Hi, thank you for taking the time to answer.
I am making a plugin for a new type of hardware accelerator.
Currently I am not talking directly to the accelerator but instead the kernels send instructions to a simulation via RPC - there I can trace anything happening.
What I am observing running a SavedModel with the plugin, I get a meaningful trace. Here is the script:
import tensorflow as tf
shape = (1, 32, 32, 3)
model = keras.models.load_model('./model_zoo/retinanet_resnet50_v1_fpn_640x640_1')
x = tf.random.uniform(shape)
y = model(x)
The trace output from the RPC client looks like:
(...)
Send op Relu ( 3) Inputs: mem05eb Outputs: mem05ee
Send op Conv2D ( 4) Inputs: mem05ee mem05ef Outputs: mem05f0
Send op BiasAdd ( 4) Inputs: mem05f0 mem05f1 Outputs: mem05f2
Send op Conv2D ( 5) Inputs: mem05d6 mem05f3 Outputs: mem05f4
Send op BiasAdd ( 5) Inputs: mem05f4 mem05f5 Outputs: mem05f6
Send op FusedBat ( 4) Inputs: mem05f6 mem05f7 mem05f8 mem05f9 mem05fa Outputs: mem05fb mem05fc mem05fd
Send op FusedBat ( 5) Inputs: mem05f2 mem05fe mem05ff mem0600 mem0601 Outputs: mem0602 mem0603 mem0604
Send op AddV2 ( 55) Inputs: mem05fb mem0602 Outputs: mem0605
(...)
I see a bunch of Fill
and other operations but I pass the details.
When running a hub model like in this script:
import tensorflow as tf
import tensorflow_hub as hub
model = hub.load('https://tfhub.dev/tensorflow/retinanet/resnet50_v1_fpn_640x640/1')
shape = (1, 32, 32, 3)
input = tf.random.normal(shape)
y = model(input)
I see no Conv2D
…
It starts with a bunch of Identity
, AssignVariableOp
, then one Mul
and one AddV2
and that’s it.
(...)
Send op Identity ( 460) Inputs: mem03a6 Outputs: mem03a7
(...)
RandomStandardNormal in device /job:localhost/replica:0/task:0/device:CPU:0
Send op Mul ( 1) Inputs: mem03b0 mem03af Outputs: mem03b1
Send op AddV2 ( 1) Inputs: mem03b1 mem03ae Outputs: mem03b2
The kernels registered in the plugin sends instructions directly to the RPC client.
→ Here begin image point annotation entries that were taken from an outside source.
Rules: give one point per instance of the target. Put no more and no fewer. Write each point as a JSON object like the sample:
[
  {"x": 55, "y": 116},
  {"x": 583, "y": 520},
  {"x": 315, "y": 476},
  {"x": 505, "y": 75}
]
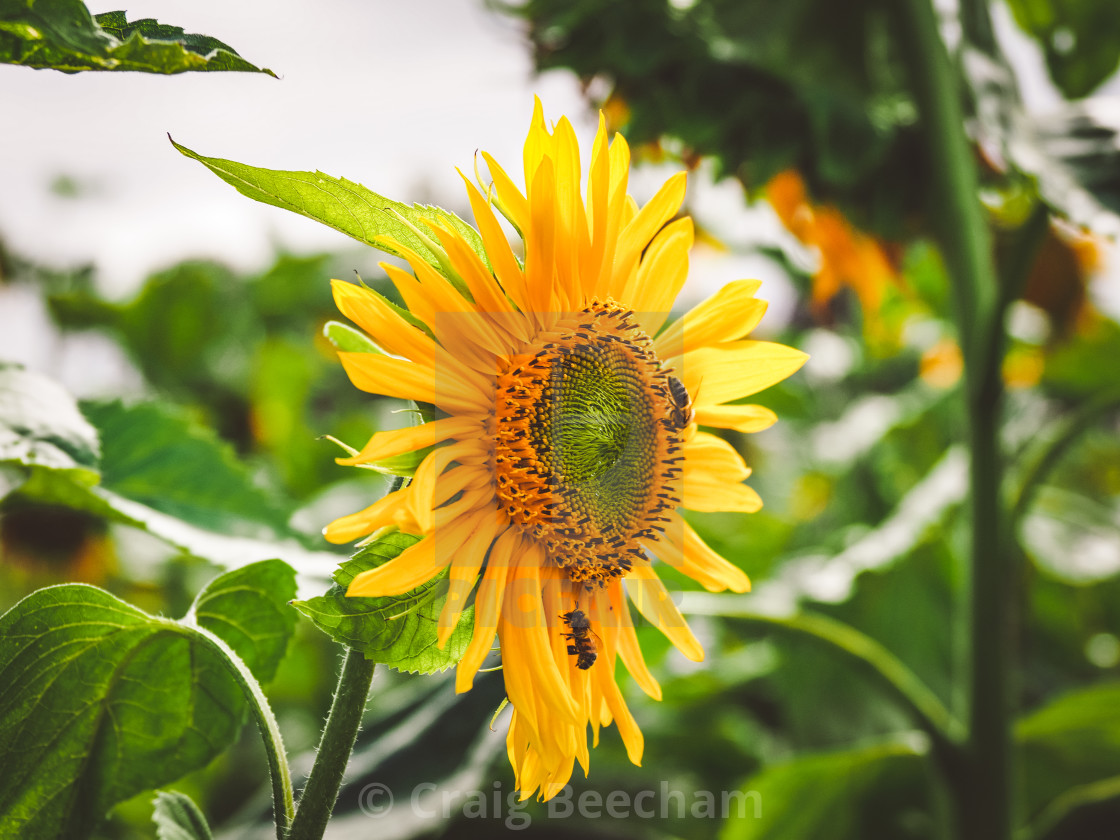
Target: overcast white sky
[{"x": 388, "y": 93}]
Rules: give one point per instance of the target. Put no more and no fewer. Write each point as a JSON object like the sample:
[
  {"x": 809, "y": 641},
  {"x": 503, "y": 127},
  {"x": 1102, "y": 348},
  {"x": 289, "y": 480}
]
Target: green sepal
[
  {"x": 397, "y": 631},
  {"x": 404, "y": 464},
  {"x": 346, "y": 338}
]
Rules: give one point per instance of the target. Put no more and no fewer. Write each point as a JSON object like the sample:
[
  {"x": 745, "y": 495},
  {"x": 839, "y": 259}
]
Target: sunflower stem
[
  {"x": 317, "y": 801},
  {"x": 981, "y": 789},
  {"x": 279, "y": 773}
]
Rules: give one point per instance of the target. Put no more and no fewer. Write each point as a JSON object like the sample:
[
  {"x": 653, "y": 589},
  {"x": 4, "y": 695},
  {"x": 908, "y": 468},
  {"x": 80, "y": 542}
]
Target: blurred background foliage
[{"x": 809, "y": 105}]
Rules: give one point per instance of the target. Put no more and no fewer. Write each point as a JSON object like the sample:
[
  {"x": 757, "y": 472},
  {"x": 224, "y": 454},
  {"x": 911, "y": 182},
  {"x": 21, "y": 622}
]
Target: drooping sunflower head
[{"x": 567, "y": 436}]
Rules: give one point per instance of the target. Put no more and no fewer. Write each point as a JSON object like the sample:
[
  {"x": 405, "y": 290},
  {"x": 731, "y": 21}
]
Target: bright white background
[{"x": 393, "y": 94}]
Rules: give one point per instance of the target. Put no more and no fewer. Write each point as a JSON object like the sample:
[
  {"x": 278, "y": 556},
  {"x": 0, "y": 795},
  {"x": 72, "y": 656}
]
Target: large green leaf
[
  {"x": 1070, "y": 743},
  {"x": 398, "y": 631},
  {"x": 154, "y": 454},
  {"x": 342, "y": 204},
  {"x": 1080, "y": 38},
  {"x": 173, "y": 478},
  {"x": 40, "y": 427},
  {"x": 62, "y": 35},
  {"x": 755, "y": 85},
  {"x": 871, "y": 792},
  {"x": 178, "y": 818},
  {"x": 100, "y": 700}
]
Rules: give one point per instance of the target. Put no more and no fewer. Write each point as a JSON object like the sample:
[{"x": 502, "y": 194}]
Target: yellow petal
[
  {"x": 706, "y": 454},
  {"x": 388, "y": 328},
  {"x": 487, "y": 609},
  {"x": 378, "y": 515},
  {"x": 627, "y": 727},
  {"x": 662, "y": 273},
  {"x": 709, "y": 493},
  {"x": 736, "y": 369},
  {"x": 641, "y": 230},
  {"x": 729, "y": 314},
  {"x": 524, "y": 614},
  {"x": 740, "y": 418},
  {"x": 652, "y": 599},
  {"x": 628, "y": 650},
  {"x": 414, "y": 566},
  {"x": 386, "y": 444},
  {"x": 465, "y": 567},
  {"x": 683, "y": 549},
  {"x": 512, "y": 202}
]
What I would expect to see from the second test is the same trace (seeing the Conv2D
, BiasAdd
, etc) as the first one.
I might just be using the hub api wrong.
Side not about the environment - I am runing everything in an ARM docker container (I developping on apple silicon), the image is the latest one from https://hub.docker.com/r/armswdev/tensorflow-arm-neoverse, it is using tensorflow 2.8.
It shouldn’t be the issue though.